Purpose: Describe treatment patterns by disease severity among biologic-treated psoriasis patients. Materials and methods: We selected our study cohort in the IQVIA PharMetrics Plus adjudicated claims database linked to Electronic Health Record data from Modernizing Medicine Data Services. Patients were classified as having mild, moderate, or severe psoriasis based on a hierarchy of available severity measures.
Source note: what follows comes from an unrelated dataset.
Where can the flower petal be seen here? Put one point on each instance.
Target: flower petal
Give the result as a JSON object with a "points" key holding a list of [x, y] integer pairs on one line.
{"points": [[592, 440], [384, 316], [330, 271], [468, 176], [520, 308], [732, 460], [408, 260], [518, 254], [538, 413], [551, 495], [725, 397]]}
Patients were followed for 360 days to assess combination therapy, therapy switching and restarting, adherence and persistence. Results: The cohort comprised 2130 biologic-treated patients (mean age: 47.6 years; 45.4% female); 447 (21%) had available disease severity measures. Compared to patients with mild (N = 282) psoriasis, more patients with moderate (N = 116) or severe (N = 49) disease used combination therapy (21.3% vs. 34.5% and 32.7%, respectively), switched therapies (12.1% vs. 19.8% and 22.4%), and discontinued biologics (18.4% vs. 27.6% and 36.7%). Mean adherence was 80%. Mean persistence to biologics was 297.6 days. Persistence and adherence decreased with increasing disease severity. Conclusions: Biologic-treated psoriasis patients had inadequate adherence (i.e., MPR <80%) and modest persistence to biologics, with moderate and severe patients demonstrating lower adherence and persistence than mild patients.